Sonnet Lite might do dispersion... not sure.

--

John Larkin         Highland Technology, Inc 

lunatic fringe electronics
Reply to
John Larkin

No download left here, (no pics) How about a layer of fiberglass over those few traces you really need fast? (Maybe that would make it worse?)

I always think of dispersion as the phase shift from some nearby (in frequency space) absorption/resonance. I don't have a picture of two dielectric layers... Well if I send in a pulse, I get a little pulse first and then the big one.

George H.

Reply to
George Herold

IIUC, microstrip dispersion arises from the EM boundary conditions.

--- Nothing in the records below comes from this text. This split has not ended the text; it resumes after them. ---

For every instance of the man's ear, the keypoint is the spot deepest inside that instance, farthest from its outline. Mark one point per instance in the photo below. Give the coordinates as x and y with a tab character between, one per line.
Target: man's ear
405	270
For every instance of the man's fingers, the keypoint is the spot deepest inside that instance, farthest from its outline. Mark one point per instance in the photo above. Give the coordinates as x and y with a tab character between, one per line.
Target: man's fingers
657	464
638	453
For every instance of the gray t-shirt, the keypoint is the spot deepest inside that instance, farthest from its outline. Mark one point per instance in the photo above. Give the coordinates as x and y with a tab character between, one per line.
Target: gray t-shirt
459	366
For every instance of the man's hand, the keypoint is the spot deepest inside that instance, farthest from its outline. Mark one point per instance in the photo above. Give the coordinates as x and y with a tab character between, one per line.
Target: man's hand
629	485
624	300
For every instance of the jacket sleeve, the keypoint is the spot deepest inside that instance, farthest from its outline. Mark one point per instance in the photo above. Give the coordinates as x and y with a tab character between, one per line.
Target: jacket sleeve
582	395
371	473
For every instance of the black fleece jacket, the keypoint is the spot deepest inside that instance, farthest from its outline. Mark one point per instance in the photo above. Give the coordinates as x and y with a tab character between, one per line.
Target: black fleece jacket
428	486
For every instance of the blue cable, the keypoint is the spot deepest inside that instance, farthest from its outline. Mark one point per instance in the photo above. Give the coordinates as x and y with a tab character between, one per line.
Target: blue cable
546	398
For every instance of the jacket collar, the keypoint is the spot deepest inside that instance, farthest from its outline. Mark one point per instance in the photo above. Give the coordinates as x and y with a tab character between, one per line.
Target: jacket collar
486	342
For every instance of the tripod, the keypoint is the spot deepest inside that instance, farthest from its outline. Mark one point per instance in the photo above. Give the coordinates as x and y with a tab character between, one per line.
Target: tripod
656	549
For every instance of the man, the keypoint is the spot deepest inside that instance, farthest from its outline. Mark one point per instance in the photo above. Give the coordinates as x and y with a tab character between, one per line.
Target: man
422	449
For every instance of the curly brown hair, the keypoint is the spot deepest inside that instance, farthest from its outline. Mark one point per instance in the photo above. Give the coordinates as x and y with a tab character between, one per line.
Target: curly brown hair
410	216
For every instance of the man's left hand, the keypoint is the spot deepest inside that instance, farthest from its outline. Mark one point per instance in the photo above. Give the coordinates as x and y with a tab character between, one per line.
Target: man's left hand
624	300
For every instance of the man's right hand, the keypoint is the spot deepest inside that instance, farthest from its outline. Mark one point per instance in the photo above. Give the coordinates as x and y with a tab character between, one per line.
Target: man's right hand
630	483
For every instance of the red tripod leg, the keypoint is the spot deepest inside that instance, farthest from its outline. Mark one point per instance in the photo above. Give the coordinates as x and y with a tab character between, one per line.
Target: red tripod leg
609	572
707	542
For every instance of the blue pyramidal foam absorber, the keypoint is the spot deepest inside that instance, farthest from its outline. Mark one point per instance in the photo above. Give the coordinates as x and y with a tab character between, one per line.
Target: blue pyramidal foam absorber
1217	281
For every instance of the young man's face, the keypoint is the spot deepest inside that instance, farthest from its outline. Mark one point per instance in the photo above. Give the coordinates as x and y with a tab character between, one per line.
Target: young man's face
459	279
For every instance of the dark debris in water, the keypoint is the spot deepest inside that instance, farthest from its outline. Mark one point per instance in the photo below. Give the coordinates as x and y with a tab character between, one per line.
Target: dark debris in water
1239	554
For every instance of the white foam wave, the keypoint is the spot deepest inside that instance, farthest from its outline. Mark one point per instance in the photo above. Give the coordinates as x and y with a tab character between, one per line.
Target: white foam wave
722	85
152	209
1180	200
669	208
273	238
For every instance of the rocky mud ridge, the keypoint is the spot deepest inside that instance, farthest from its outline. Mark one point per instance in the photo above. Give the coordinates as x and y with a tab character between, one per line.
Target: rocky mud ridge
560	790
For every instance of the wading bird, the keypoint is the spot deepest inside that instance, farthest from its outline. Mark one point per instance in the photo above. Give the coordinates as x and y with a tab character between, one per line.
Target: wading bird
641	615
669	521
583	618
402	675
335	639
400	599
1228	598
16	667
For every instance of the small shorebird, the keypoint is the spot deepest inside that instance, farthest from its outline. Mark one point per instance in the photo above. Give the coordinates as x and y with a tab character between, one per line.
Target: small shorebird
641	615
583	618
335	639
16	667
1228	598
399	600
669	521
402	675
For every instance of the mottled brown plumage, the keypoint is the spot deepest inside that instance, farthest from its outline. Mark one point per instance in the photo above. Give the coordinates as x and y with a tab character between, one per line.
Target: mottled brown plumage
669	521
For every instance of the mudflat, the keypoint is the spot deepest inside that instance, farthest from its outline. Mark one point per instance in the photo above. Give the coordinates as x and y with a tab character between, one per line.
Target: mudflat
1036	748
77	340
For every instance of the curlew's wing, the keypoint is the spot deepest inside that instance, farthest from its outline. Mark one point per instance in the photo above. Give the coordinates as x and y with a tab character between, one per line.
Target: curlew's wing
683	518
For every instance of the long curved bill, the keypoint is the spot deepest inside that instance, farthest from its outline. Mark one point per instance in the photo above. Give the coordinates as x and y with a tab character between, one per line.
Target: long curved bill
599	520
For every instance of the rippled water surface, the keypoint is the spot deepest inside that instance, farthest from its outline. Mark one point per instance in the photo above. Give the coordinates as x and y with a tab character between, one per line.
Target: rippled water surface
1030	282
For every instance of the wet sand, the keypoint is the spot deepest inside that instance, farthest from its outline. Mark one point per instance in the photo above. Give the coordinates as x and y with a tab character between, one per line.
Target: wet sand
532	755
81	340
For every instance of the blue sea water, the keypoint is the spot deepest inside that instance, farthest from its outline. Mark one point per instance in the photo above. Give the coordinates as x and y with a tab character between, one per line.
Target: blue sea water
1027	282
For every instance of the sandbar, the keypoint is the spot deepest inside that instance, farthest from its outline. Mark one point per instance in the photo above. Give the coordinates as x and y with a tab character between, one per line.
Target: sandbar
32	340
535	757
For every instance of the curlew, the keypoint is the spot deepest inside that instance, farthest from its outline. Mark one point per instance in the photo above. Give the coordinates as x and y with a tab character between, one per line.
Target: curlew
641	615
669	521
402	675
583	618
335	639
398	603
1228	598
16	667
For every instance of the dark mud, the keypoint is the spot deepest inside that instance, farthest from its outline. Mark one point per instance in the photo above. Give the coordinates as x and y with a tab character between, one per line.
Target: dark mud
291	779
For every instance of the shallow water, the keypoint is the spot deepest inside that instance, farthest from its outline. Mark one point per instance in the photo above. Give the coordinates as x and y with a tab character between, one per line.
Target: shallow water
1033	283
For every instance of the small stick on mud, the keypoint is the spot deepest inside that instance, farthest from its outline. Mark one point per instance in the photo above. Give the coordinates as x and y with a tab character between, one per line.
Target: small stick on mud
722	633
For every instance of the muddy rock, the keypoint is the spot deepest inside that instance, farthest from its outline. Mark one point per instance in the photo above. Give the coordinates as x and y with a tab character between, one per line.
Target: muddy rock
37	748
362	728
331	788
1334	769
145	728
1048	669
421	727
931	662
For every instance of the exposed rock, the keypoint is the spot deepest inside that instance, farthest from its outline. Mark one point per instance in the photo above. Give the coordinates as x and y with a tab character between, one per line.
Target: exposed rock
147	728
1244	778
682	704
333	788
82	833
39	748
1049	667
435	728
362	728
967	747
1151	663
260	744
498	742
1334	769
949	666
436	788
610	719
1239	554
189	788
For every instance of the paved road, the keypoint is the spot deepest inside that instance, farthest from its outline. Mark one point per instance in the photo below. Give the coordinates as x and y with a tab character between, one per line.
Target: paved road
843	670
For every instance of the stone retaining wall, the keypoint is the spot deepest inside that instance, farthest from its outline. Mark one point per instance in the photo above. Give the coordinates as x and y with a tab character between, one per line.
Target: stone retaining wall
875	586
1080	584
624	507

Assuming a perfectly conducting ground plane, the field has to go roughly like sin(k_z z) inside the board. (Z is the vertical coordinate.)

The higher the frequency, the more curvature you get in the sinusoid, so at higher frequency dE/dz at the surface is smaller, which means that more of the field is in the dielectric compared with the air.

That makes the mode slow down.

Cheers

Phil Hobbs

--
Dr Philip C D Hobbs 
Principal Consultant 
ElectroOptical Innovations LLC 
Optics, Electro-optics, Photonics, Analog Electronics 

160 North State Road #203 
Briarcliff Manor NY 10510 

hobbs at electrooptical dot net 
http://electrooptical.net
Reply to
Phil Hobbs

Yeah, I've got this image of polarization charge at the surface.

Oh... high frequencies are confined more. Thanks, (There are these pics by Howard Johnson (?) showing ground return current at different frequencies.)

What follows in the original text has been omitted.